Przez co najmniej 400 lat w tym miejscu znajdował się zamek książąt świdnickich, a po jego wyburzeniu powstał obecny zespół klasztorny. Od 35 lat obiekt pozostaje własnością świdnickiego zboru Kościoła Zielonoświątkowego w RP. Jest własnością kosztowną w utrzymaniu, dlatego przed rokiem zabytkowy kompleks został wystawiony na sprzedaż. Do tej pory zainteresowanie obiektem było jednak niewielkie.
– Pomysł sprzedaży narodził się już w 2014 roku, by poszukać miejsca bardziej nowoczesnego, ponieważ zabytkowy charakter obecnego budynku oraz jego gabaryty na naszą małą społeczność są dla nas zbyt duże, a utrzymanie staje się coraz większym wyzwaniem – tłumaczył przed rokiem Dariusz Suszek, pastor świdnickiego zboru Kościoła Zielonoświątkowego, podkreślając, że małej – liczącej około 100 osób – społeczności nie stać dłużej na utrzymanie tak dużego obiektu.
– Koszty utrzymania, ogrzania są coraz wyższe, a i wymagania konserwatorskie są znacznie ostrzejsze niż wtedy, gdy przejmowaliśmy obiekt. Musimy mieć zgodę na każdy najmniejszy detal, nawet na ogród, którego – gdy przejmowaliśmy to miejsce – nie było, a teraz nagle jest traktowany jako miejsce o walorach zabytku – wskazywał Suszek. – Misją Kościoła nie jest tylko ładowanie pieniędzy w budynki, ale głoszenie Ewangelii, propagowanie wartości chrześcijańskich. Po to jest Kościół, by tworzyć miejsce duchowego odpoczynku, a teraz 3/4 naszego czasu zajmują mury, a kiedy przychodzą zimowe rachunki za prąd, za ogrzewanie, to wołamy do Boga, żeby nas zaopatrzył – podkreślał pastor.

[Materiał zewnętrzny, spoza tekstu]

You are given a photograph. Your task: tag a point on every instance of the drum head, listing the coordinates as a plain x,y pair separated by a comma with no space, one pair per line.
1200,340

Kompleks położony między ulicami Zamkową a Muzealną wystawiono na sprzedaż w 2024 roku, a cenę ofertową ustalono na poziomie 6,5 mln złotych. Zainteresowanie ofertą dotychczas było jednak niewielkie. – Do tej pory dwie osoby przyjechały obejrzeć nieruchomość, ale nie było to nic wiążącego. Wokoło są parkingi i ogród z pozostałościami świdnickich murów obronnych, wiem też, że były pomysły na stworzenie tutaj domu opieki. Tylko to czwarte skrzydło, związane z kultem religijnym, jest problematyczne. Liczymy jednak, że znajdzie się inwestor z wizją i pomysłem na to miejsce. Obiekt znajduje się w centrum miasta, jest dobrze skomunikowany i na pewno ma swoje plusy. Gdyby to był Wrocław, ten budynek zostałby już dwa razy kupiony i tyle samo razy sprzedany – mówi pastor Suszek w rozmowie z branżowym portalem Nieruchomosci-online.pl.
Cały obiekt przy ulicy Muzealnej 1 składa się z czterech skrzydeł z bazą noclegową na 30 miejsc, dwoma mieszkaniami i biurami oraz kościołem o powierzchni 450 m². – Pierwsza wzmianka o obiekcie pochodzi z 1293 roku, który był zamkiem książęcym. Historia klasztoru rozpoczyna się w 1676 roku, kiedy to dotychczasowy właściciel zamku Otto von Nostiz przekazał go zakonnikom. Ci wyburzyli zamek, a na jego miejscu w 1680 roku zbudowali obecny klasztor. (…) Do dnia dzisiejszego przy ul. Muzealnej 1 zachował się piękny renesansowy portal z datą 1537 r. Pochodzi on z okresu odbudowy zamku przez dr. Franza Grimma, kanclerza Księstwa Świdnicko-Jaworskiego, po pożarze w 1528 r. W roku 1818 na miejsce kościoła klasztornego utworzono Kościół Garnizonowy. Po 1945 roku popadł w ruinę, a pod koniec XX wieku podupadły klasztor zakupił Kościół Zielonoświątkowy, który odbudował obiekt i doprowadził go do obecnego stanu, przywracając mu pierwotny wygląd – opisano w ogłoszeniu dotyczącym sprzedaży obiektu.